Whatever happened decades ago no longer affects him now. His children lead uneventful lives, unaffected by the blacklist which plagued their father. It seems the struggle behind Nantah belongs to a bygone era. 

Although Nantah is history to us, it is a lived reality for many others. The university was an entity built by the Chinese community and a source of identity for them. Yet, it was taken away from them 24 years later. 

Many had difficulties finding jobs and were looked down upon by certain segments of society because of the prejudice created from persistent fault-finding with Nantah, according to Tan Kok Chiang. 

Even without the “leftist influence” conspiracy theory behind the merger, Nantah’s days would still have been numbered as Singapore developed into a predominantly English-speaking society. The demise of the university was inevitable, and a generation of students had to be sacrificed for the greater good of progress. 
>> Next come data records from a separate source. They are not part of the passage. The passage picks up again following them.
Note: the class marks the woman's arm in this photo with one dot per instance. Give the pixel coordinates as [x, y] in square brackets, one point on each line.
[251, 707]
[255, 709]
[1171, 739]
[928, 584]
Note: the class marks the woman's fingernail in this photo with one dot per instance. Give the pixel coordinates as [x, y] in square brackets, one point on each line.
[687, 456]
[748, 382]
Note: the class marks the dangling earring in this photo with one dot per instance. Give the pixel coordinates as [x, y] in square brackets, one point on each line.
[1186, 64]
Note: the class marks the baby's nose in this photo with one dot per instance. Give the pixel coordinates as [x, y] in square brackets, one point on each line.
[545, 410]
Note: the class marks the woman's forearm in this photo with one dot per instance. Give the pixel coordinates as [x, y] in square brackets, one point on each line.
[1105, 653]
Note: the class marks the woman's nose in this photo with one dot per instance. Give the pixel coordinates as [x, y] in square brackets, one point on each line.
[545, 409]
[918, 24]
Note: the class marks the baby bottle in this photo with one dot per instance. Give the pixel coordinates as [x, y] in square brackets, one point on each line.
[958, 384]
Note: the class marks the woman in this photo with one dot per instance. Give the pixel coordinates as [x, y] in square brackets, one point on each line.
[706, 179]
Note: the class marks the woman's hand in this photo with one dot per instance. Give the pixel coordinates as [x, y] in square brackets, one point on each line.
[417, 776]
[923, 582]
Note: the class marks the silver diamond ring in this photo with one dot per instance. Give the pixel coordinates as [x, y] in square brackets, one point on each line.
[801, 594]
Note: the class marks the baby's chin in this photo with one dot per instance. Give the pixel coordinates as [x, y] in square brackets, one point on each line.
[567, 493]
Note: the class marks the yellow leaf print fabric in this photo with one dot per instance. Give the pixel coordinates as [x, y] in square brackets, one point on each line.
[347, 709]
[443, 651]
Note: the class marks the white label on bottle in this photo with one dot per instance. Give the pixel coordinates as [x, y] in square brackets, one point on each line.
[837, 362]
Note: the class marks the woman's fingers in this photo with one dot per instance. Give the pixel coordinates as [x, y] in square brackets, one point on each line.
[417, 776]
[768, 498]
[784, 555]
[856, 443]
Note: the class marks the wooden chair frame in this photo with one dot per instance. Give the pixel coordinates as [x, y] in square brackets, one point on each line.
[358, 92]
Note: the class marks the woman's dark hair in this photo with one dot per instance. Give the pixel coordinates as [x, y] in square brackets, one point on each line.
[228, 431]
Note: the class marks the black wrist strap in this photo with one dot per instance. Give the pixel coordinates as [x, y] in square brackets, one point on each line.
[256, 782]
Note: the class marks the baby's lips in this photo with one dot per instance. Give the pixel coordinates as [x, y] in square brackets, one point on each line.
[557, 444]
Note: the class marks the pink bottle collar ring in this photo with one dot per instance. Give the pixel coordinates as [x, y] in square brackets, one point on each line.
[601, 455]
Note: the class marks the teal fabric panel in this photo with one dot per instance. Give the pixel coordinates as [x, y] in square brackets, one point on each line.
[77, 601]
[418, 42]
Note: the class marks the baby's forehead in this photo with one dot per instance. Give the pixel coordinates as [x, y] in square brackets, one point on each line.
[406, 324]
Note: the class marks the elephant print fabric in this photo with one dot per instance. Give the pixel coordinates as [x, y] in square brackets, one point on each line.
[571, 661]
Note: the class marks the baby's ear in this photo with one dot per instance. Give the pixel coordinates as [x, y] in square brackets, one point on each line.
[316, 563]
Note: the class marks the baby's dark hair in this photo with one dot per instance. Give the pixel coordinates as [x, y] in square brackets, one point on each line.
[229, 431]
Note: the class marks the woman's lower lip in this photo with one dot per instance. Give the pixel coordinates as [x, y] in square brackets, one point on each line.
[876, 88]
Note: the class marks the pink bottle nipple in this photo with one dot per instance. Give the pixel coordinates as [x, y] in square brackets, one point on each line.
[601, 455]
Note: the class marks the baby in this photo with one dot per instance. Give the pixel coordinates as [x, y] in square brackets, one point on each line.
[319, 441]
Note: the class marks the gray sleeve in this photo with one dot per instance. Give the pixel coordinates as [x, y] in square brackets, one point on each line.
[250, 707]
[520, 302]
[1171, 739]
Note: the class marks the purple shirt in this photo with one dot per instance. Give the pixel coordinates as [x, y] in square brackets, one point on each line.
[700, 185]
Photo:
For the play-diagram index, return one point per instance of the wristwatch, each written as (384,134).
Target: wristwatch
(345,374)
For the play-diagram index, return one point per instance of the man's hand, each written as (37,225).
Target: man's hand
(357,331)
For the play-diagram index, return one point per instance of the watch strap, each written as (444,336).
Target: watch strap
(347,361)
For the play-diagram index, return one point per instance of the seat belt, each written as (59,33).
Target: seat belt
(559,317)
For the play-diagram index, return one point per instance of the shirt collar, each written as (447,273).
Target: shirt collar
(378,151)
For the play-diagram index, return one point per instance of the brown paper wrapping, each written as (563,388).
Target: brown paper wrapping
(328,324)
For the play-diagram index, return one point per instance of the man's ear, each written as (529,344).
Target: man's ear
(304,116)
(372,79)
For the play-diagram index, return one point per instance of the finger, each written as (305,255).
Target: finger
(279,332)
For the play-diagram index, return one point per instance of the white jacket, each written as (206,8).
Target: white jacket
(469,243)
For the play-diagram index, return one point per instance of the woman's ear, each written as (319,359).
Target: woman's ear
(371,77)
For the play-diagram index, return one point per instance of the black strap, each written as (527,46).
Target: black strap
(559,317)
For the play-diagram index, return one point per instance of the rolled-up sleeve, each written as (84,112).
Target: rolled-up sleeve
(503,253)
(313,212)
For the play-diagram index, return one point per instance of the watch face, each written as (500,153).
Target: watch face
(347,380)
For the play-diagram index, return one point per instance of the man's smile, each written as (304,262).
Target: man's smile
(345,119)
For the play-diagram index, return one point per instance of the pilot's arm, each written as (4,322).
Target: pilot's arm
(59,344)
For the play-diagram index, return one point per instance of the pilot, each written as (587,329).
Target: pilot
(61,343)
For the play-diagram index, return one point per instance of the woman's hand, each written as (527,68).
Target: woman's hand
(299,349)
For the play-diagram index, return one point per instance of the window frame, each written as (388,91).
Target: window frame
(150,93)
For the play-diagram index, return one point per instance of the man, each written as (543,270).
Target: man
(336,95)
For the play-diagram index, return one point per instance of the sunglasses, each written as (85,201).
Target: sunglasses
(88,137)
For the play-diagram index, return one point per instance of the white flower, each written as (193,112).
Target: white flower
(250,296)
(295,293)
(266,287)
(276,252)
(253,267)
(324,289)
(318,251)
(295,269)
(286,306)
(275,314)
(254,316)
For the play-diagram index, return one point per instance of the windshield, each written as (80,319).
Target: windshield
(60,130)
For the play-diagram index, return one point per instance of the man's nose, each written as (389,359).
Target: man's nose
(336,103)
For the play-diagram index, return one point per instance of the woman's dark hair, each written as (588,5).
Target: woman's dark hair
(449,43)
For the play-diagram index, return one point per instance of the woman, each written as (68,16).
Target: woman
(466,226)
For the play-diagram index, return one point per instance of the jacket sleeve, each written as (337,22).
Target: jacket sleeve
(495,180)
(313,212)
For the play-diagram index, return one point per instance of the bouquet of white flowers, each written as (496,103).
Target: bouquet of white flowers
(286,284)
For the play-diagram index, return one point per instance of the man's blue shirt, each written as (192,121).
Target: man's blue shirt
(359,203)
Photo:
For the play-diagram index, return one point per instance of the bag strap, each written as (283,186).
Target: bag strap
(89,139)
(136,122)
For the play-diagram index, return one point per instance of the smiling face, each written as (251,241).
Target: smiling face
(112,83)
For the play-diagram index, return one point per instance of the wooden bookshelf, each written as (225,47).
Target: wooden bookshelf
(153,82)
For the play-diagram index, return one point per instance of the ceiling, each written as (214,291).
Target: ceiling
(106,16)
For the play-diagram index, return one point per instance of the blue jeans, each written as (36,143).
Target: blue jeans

A Nantah annual report from 1979-80. In it, the university’s merger with the University of Singapore was mentioned. Image credit: NanyangDaxue.Sg (Facebook)

In recent years, the Government has tried to make up for the blemishes in Nantah’s history, be it efforts to resurrect the “Nanyang University” name or the creation of a Chinese Heritage Centre at the former administrative building of Nantah. But reactions to these attempts have been mixed. 

What’s admirable about these Nantah students, however, is their fighting spirit. Although the future of their school looked bleak, they fought for what they believed in by protesting and demonstrating, even if they had to pay a heavy price. 

NTU is 30 years old today, but to focus only on the university’s post-1991 history will be an injustice to the Nantah years—and also to its former students, many of whom are still with us.

Before the ISD knocks on my door and nabs me for attempting to incite unrest, let me reassure you that I’m not asking everyone to take it to the streets to protest against the next government policy we are unhappy with. We must understand that those acts of civil disobedience took place in a different era under a very different political context. 

This is why Singapore’s move towards English as a lingua franca—a policy we take for granted—was not smooth-sailing and was met with resistance. It happened at a time when the Singaporean identity was still in its infancy, and the Chinese had a stronger tribal attachment to its own ethnic group, culture, and language. 

Today, even though he remains heartbroken over the Nantah affair, Kin Loon no longer bears grudges towards the Government.

He sighs and gives a philosophical response, typical of those from the pioneer generation with a can-do spirit: “In life, people have different fates. You just face and deal with whatever that comes in your way. There is no benefit to grumbling over it all day long and I have already let it go.”